The alerts will use a three-day ahead forecast about air pollution levels provided by airTEXT. More vulnerable Londoners with particular health needs will continue to have access to the airTEXT service enabling them to get regular forecasts via text, voicemail, email, mobile app and online.

 

The Mayor will also use his Twitter account and other social media channels to make people aware of moderate air quality incidents, which occur around 40 times a year.

 

Leon Daniels, TfL’s Managing Director of Surface Transport, said: “We are working with the Mayor to deliver an ambitious and wide-ranging programme to improve air quality across the Capital.  An important part of this work is to raise awareness and provide advice to people on how they can personally contribute to this work.”

 

The first round of the Mayor’s Clean Air consultation, which closed on Friday, July 28, proposes a range of measures including new charges for the oldest most polluting vehicles entering central London from 2017, an expanded Ultra Low Emission Zone, and a diesel scrappage scheme.

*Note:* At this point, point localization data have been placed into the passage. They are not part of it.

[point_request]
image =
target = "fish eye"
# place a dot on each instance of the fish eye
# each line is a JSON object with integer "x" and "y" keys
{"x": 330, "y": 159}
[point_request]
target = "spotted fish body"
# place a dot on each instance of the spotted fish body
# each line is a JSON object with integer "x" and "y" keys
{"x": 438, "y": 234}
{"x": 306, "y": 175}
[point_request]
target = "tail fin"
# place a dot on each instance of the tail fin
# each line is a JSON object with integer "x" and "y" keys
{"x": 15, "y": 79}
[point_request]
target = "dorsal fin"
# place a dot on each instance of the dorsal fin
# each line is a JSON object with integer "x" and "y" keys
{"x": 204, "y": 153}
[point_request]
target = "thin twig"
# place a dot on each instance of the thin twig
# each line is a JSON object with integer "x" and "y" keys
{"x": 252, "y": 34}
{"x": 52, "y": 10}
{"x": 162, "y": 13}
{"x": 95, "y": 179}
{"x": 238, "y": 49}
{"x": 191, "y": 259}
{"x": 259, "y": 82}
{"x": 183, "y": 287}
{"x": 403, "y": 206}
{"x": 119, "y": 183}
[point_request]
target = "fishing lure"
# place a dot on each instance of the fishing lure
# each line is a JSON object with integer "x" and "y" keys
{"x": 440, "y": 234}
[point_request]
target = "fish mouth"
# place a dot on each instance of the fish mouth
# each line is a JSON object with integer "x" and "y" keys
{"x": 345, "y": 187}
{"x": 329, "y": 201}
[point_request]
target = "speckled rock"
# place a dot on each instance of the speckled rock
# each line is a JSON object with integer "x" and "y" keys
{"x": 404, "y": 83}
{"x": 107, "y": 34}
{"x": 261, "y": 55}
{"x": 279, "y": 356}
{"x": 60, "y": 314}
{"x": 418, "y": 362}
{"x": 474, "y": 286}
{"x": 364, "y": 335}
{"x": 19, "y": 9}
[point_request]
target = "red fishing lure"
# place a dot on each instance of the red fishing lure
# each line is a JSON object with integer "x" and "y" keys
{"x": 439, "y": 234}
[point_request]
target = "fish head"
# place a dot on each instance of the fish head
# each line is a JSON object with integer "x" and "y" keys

A further more detailed consultation will take place later this year and some measures could be implemented as early as 2017.

Notes to editors

  1.       Forecasts will be provided by airTEXT. airTEXT is a London borough-led free service for the public providing air quality alerts by SMS text message, email and voicemail and three-day forecasts of air quality, pollen, UV and temperature across Greater London. airTEXT is operated by Cambridge Environmental Research Consultants (CERC) Ltd in partnership with London boroughs, the GLA, Public Health England and the Environment Agency.
  2.       TfL is making existing air quality data more usable by making it available in an API format whereby third party app developers can use it. There will be a hackathon to support the development of new apps and innovative ways of using this data.